L’enregistrement a montré la colère de Hasina pour les accusations de meurtre et de nombreux autres crimes contre elle sous l’administration provisoire du prix Nobel de la paix pour la paix Muhammad Yunus, qui a juré de punir Hasina et ses meilleurs aides pour la mort de centaines de personnes dans la révolte contre elle.
La condamnation de la Cour internationale sur les crimes de Dacca est venue comme un procès contre sa détention dans Assentia pour crimes contre l’humanité a commencé en juin.
Le tribunal avait ordonné à Hasina et à son ancien ministre de l’Intérieur de répondre d’ici le 15 mai. Lorsqu’ils ne l’ont pas fait, le tribunal les a convoqués le 25 mai pour comparaître devant le tribunal le 16 juin. Plus tard, le tribunal a demandé que les avis avaient été publiés dans les journaux demandant à Hasina de comparaître.
L’accusation a déclaré qu’aucun des soupçons n’a comparu par la suite devant le tribunal ni expliqué leur absence par le biais d’un avocat. Dans de telles circonstances, le tribunal a le pouvoir de prononcer une peine conformément à la loi.

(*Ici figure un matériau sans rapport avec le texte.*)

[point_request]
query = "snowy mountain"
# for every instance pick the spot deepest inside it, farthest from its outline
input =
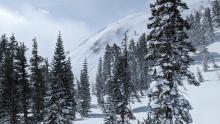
(93, 47)
(136, 24)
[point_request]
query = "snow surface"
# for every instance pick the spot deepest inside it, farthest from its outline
(205, 100)
(136, 24)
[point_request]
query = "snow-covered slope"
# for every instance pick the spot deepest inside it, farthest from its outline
(136, 24)
(204, 99)
(93, 47)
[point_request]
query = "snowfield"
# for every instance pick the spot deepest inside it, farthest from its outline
(204, 99)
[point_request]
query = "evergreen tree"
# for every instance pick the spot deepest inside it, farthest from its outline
(100, 87)
(214, 65)
(208, 25)
(23, 80)
(199, 74)
(11, 94)
(38, 83)
(205, 53)
(107, 63)
(59, 110)
(70, 102)
(143, 65)
(109, 111)
(199, 31)
(132, 61)
(3, 46)
(84, 91)
(170, 51)
(216, 12)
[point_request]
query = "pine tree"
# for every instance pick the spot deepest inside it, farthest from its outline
(199, 31)
(38, 83)
(70, 102)
(107, 63)
(208, 25)
(47, 78)
(216, 12)
(132, 62)
(100, 84)
(3, 46)
(109, 111)
(214, 64)
(169, 50)
(199, 74)
(143, 65)
(205, 58)
(23, 80)
(10, 84)
(59, 101)
(84, 91)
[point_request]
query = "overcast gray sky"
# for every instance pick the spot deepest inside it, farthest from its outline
(77, 19)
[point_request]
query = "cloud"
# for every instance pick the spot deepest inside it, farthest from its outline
(30, 22)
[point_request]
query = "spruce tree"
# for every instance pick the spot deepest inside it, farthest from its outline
(132, 62)
(23, 80)
(100, 84)
(208, 25)
(58, 108)
(199, 75)
(107, 63)
(37, 82)
(169, 50)
(205, 58)
(109, 111)
(84, 91)
(70, 101)
(216, 12)
(143, 65)
(11, 94)
(3, 46)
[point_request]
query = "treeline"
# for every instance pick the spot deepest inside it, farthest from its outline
(42, 91)
(122, 76)
(157, 63)
(203, 25)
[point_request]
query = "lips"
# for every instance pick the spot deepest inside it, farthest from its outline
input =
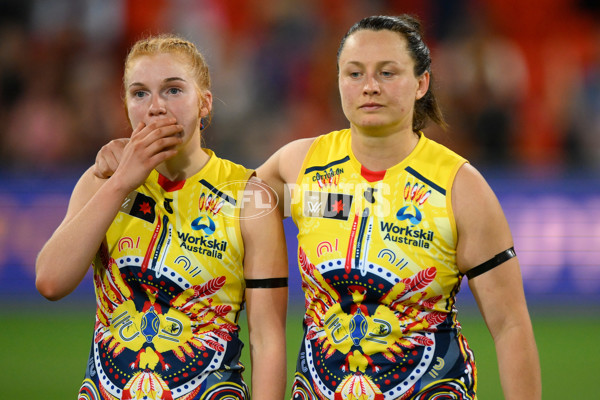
(370, 106)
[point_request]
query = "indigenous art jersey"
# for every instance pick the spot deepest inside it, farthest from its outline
(377, 255)
(169, 287)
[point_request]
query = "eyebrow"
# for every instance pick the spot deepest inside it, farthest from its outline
(167, 80)
(379, 63)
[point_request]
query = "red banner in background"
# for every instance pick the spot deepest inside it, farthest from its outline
(555, 224)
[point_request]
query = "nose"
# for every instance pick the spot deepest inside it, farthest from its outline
(371, 86)
(157, 106)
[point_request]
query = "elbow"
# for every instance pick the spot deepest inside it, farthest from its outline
(47, 289)
(48, 286)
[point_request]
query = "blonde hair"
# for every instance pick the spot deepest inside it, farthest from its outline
(172, 44)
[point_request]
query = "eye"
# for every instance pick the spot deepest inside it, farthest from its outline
(174, 90)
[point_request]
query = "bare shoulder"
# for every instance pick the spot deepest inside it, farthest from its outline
(284, 165)
(482, 227)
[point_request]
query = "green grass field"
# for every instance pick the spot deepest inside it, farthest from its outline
(43, 353)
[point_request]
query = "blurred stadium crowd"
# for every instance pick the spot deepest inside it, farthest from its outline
(519, 81)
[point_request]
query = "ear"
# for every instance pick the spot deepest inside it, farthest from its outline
(205, 103)
(423, 85)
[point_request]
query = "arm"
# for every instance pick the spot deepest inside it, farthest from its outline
(65, 258)
(265, 257)
(482, 233)
(281, 171)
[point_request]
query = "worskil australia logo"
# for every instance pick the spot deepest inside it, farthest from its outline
(209, 205)
(208, 226)
(416, 195)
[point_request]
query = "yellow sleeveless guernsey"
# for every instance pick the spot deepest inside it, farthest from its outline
(169, 288)
(377, 255)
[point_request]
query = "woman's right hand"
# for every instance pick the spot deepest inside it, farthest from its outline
(131, 160)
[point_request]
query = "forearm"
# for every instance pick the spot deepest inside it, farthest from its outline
(518, 363)
(269, 368)
(65, 258)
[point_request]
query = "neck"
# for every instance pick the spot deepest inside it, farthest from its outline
(381, 152)
(184, 164)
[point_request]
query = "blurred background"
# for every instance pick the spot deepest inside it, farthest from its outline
(518, 81)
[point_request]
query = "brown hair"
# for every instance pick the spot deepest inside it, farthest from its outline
(410, 28)
(169, 43)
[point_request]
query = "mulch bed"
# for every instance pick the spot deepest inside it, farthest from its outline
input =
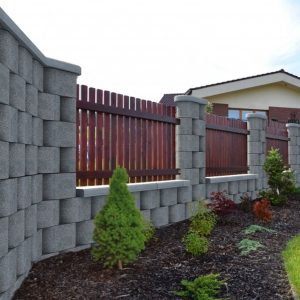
(164, 263)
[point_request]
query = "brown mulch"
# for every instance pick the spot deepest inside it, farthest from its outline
(164, 263)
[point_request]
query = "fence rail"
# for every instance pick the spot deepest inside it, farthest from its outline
(113, 129)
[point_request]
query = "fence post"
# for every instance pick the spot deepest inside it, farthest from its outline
(294, 148)
(256, 124)
(190, 142)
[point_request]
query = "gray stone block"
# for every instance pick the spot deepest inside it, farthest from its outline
(31, 100)
(58, 238)
(4, 87)
(4, 160)
(8, 270)
(37, 188)
(67, 160)
(160, 216)
(184, 194)
(59, 186)
(37, 131)
(150, 199)
(198, 192)
(97, 204)
(49, 107)
(31, 154)
(8, 197)
(24, 128)
(16, 229)
(47, 213)
(177, 213)
(59, 134)
(9, 51)
(84, 232)
(48, 160)
(60, 82)
(17, 92)
(37, 245)
(24, 257)
(37, 75)
(68, 109)
(16, 160)
(168, 197)
(25, 64)
(30, 220)
(75, 210)
(3, 236)
(185, 127)
(24, 192)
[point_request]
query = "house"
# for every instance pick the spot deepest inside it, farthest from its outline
(275, 94)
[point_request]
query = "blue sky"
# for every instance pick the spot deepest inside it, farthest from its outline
(148, 48)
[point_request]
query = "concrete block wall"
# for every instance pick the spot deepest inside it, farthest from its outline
(37, 154)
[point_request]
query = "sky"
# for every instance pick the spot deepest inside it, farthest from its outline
(148, 48)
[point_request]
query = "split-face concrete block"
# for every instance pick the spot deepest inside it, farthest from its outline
(30, 220)
(37, 188)
(49, 106)
(84, 232)
(37, 245)
(60, 82)
(31, 154)
(4, 160)
(59, 186)
(168, 197)
(48, 160)
(59, 134)
(17, 92)
(177, 213)
(24, 257)
(4, 88)
(24, 128)
(75, 210)
(8, 197)
(67, 160)
(150, 199)
(47, 213)
(37, 131)
(160, 216)
(8, 270)
(24, 192)
(3, 236)
(16, 229)
(184, 194)
(9, 51)
(68, 109)
(16, 160)
(25, 64)
(37, 75)
(97, 204)
(58, 238)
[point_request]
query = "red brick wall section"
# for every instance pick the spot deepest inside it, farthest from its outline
(283, 114)
(220, 109)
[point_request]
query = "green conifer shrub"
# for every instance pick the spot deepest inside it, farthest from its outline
(119, 232)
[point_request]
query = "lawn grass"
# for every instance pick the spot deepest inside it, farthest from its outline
(291, 256)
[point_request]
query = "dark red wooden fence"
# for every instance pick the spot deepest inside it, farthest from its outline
(226, 146)
(277, 137)
(113, 130)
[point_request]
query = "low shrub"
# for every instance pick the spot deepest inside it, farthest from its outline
(205, 287)
(221, 204)
(261, 210)
(195, 243)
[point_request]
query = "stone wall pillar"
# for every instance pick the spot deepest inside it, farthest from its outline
(294, 149)
(190, 143)
(256, 124)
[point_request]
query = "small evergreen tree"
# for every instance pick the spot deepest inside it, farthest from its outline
(119, 232)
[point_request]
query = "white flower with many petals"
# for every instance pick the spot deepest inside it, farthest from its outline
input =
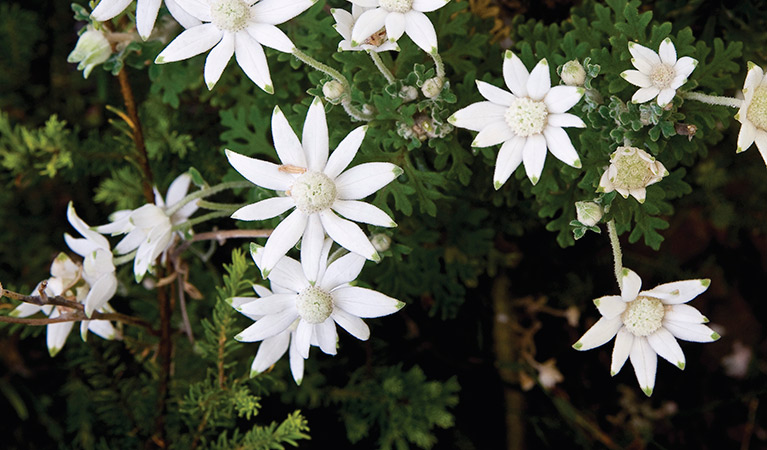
(527, 120)
(397, 17)
(146, 13)
(648, 323)
(317, 306)
(753, 112)
(377, 42)
(235, 27)
(98, 266)
(66, 281)
(658, 74)
(315, 185)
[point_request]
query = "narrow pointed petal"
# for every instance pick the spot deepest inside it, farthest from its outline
(365, 179)
(315, 136)
(602, 331)
(343, 154)
(260, 173)
(624, 341)
(348, 235)
(265, 209)
(286, 142)
(351, 323)
(190, 43)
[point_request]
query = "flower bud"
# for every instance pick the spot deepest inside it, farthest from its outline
(588, 213)
(573, 73)
(91, 50)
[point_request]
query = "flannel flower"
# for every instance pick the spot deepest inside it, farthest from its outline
(658, 74)
(648, 323)
(65, 281)
(315, 185)
(397, 17)
(235, 27)
(313, 308)
(146, 13)
(753, 112)
(527, 121)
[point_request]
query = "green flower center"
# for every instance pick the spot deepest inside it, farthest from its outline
(644, 316)
(526, 117)
(314, 305)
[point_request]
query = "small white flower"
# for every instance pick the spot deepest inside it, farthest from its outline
(235, 27)
(631, 170)
(398, 17)
(376, 42)
(527, 120)
(648, 323)
(146, 13)
(317, 306)
(316, 187)
(753, 112)
(659, 74)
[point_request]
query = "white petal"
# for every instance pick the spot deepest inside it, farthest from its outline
(477, 115)
(260, 173)
(217, 60)
(343, 154)
(363, 212)
(286, 141)
(645, 362)
(315, 136)
(282, 239)
(494, 94)
(365, 179)
(268, 326)
(515, 74)
(534, 156)
(624, 341)
(679, 291)
(560, 146)
(353, 324)
(348, 235)
(539, 81)
(270, 36)
(251, 58)
(509, 158)
(265, 209)
(666, 346)
(190, 43)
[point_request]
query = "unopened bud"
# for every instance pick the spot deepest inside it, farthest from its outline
(573, 73)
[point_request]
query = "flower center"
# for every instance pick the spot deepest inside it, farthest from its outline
(314, 305)
(526, 117)
(401, 6)
(313, 192)
(643, 316)
(662, 75)
(230, 15)
(757, 110)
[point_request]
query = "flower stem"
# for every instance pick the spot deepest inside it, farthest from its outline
(714, 99)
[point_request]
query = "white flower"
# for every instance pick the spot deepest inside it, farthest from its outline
(92, 49)
(146, 13)
(317, 306)
(316, 187)
(98, 267)
(753, 112)
(397, 17)
(235, 27)
(659, 74)
(631, 170)
(648, 323)
(65, 281)
(376, 42)
(527, 120)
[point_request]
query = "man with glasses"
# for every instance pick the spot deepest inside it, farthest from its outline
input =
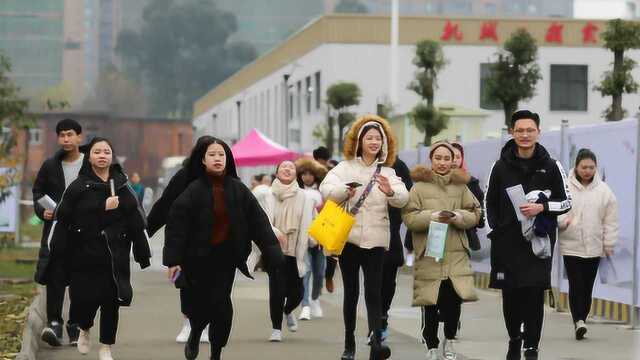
(522, 223)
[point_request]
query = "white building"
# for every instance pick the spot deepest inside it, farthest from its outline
(606, 9)
(355, 48)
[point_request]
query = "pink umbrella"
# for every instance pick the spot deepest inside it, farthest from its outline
(257, 149)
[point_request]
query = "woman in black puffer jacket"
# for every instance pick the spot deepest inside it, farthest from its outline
(101, 218)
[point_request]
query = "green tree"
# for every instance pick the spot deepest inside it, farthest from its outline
(619, 37)
(14, 118)
(116, 93)
(182, 51)
(429, 60)
(351, 7)
(341, 96)
(513, 77)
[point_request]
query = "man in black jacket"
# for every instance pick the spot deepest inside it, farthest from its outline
(55, 174)
(515, 269)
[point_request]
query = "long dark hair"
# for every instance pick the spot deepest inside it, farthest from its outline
(194, 166)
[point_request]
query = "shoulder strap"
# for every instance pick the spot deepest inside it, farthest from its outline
(366, 191)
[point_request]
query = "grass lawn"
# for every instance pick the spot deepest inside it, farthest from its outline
(14, 298)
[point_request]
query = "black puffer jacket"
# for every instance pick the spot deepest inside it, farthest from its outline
(513, 264)
(98, 239)
(190, 225)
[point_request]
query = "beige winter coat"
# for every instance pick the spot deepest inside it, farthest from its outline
(594, 219)
(432, 193)
(372, 222)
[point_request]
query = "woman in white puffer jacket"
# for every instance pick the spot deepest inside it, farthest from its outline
(587, 233)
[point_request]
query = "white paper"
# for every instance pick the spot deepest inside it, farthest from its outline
(436, 239)
(47, 203)
(518, 198)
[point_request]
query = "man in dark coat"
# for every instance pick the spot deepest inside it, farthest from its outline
(55, 174)
(515, 269)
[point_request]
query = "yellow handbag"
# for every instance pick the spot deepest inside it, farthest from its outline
(333, 224)
(331, 227)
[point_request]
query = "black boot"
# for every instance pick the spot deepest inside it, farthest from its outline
(515, 347)
(349, 347)
(192, 346)
(378, 350)
(531, 354)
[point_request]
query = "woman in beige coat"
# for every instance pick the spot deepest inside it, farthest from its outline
(440, 194)
(369, 151)
(587, 233)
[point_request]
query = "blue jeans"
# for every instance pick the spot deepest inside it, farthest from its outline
(317, 268)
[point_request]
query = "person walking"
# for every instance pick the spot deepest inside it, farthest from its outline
(394, 257)
(102, 220)
(365, 181)
(204, 247)
(54, 176)
(527, 191)
(290, 210)
(310, 175)
(588, 233)
(440, 194)
(159, 214)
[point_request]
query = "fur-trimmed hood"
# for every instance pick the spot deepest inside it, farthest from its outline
(307, 164)
(388, 152)
(422, 173)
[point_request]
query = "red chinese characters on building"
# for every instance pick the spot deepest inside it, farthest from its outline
(589, 33)
(489, 31)
(554, 33)
(451, 32)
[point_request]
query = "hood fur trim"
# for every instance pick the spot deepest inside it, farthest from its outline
(422, 173)
(307, 164)
(351, 139)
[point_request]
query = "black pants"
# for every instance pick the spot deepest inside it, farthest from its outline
(330, 271)
(447, 309)
(370, 260)
(208, 302)
(104, 297)
(285, 291)
(581, 273)
(56, 286)
(524, 306)
(389, 275)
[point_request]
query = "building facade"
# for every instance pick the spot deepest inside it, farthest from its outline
(355, 48)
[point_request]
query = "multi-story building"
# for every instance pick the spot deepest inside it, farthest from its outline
(55, 42)
(283, 93)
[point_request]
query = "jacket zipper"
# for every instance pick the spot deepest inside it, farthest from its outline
(113, 267)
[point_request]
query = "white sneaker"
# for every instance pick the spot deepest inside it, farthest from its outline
(183, 335)
(316, 309)
(305, 314)
(410, 259)
(105, 353)
(433, 354)
(204, 337)
(84, 342)
(276, 336)
(292, 324)
(448, 351)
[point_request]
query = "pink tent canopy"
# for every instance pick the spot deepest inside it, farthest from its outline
(257, 149)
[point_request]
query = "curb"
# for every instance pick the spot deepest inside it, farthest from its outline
(36, 319)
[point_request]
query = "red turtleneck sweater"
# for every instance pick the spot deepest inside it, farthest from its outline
(220, 214)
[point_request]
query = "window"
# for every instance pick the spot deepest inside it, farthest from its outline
(318, 91)
(486, 102)
(308, 93)
(35, 136)
(569, 87)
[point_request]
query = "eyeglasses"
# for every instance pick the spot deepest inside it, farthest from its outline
(529, 131)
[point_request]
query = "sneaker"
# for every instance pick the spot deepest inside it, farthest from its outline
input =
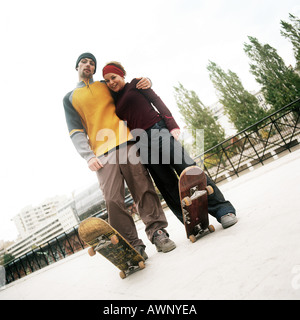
(228, 220)
(162, 242)
(141, 251)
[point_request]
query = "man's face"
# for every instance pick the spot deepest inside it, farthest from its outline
(86, 68)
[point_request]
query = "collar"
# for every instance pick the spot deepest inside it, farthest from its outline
(82, 84)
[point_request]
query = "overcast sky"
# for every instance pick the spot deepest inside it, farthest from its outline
(169, 41)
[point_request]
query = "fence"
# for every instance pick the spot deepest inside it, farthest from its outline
(264, 140)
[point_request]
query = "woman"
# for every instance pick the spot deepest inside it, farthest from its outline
(160, 150)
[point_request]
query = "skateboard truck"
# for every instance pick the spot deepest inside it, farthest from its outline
(196, 228)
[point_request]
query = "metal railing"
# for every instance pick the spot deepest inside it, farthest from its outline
(264, 140)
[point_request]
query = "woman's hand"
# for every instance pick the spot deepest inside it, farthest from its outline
(144, 83)
(95, 164)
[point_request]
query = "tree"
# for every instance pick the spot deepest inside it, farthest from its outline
(280, 84)
(198, 116)
(292, 32)
(241, 106)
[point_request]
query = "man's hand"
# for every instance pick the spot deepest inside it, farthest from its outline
(175, 133)
(95, 164)
(144, 83)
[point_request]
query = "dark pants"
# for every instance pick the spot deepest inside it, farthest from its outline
(165, 158)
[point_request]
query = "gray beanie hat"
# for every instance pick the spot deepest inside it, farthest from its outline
(86, 55)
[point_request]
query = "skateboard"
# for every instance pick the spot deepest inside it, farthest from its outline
(193, 191)
(103, 238)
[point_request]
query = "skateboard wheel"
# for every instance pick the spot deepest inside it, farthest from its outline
(209, 190)
(211, 228)
(192, 238)
(114, 239)
(91, 252)
(186, 202)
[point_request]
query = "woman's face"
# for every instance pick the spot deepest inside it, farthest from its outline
(114, 81)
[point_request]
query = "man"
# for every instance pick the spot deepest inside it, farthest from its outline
(103, 140)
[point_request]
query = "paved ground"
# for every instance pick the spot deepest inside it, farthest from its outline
(258, 258)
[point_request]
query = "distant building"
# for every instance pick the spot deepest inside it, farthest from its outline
(40, 224)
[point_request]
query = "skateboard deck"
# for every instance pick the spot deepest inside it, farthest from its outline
(103, 238)
(193, 191)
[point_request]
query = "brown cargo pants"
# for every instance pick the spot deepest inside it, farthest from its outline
(124, 165)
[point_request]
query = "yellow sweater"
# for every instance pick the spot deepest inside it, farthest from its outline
(90, 108)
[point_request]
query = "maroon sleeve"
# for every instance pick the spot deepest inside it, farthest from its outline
(161, 108)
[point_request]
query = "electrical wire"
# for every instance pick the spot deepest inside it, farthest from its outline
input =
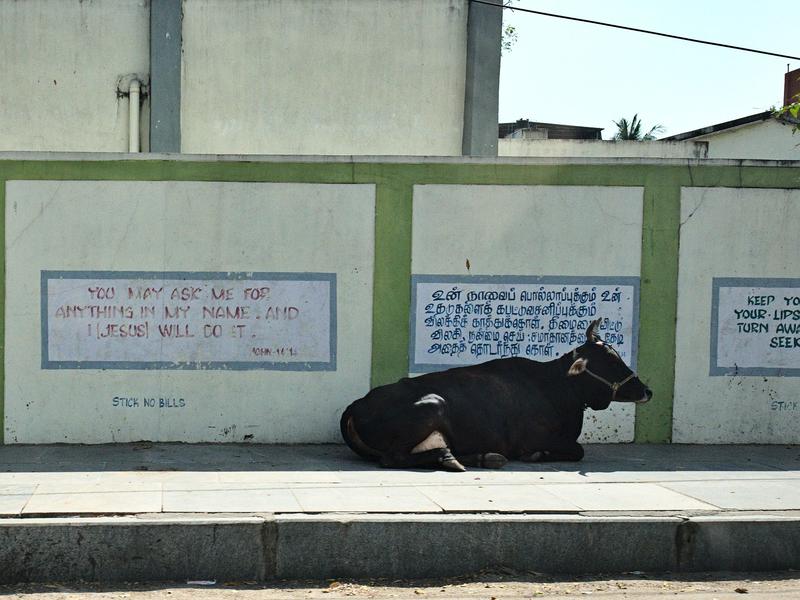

Hasina et son parti du Lega Awami avaient déjà critiqué la Cour et son équipe judiciaire pour leur lien avec les partis politiques, en particulier avec le parti Jamaat-and-Islami.
Le gouvernement dirigé par Yunus a interdit l’ancien parti de la Ligue Awami et a modifié les lois pour permettre au parti de poursuivre son rôle pendant la révolte.
En février, le Bureau des droits de l’homme des Nations Unies a estimé que jusqu’à 1 400 personnes auraient pu être tuées au Bangladesh pendant trois semaines dans la répression des manifestations dirigées par des étudiants contre Hasina, qui a été le plus long Premier ministre du pays.
Le tribunal a été créé par Hasina en 2009 pour enquêter et essayer des crimes impliquant la guerre de l’indépendance du Bangladesh en 1971. La cour ci-dessous Hasina a essayé des politiciens, principalement par le parti Jamaat-and-Islami, pour leurs actions pendant la guerre de neuf mois contre le Pakistan. Aidé de l’Inde, le Bangladesh a obtenu l’indépendance du Pakistan sous la direction de Sheikh Mujibur Rahman, du père de Hasina et du premier chef du pays.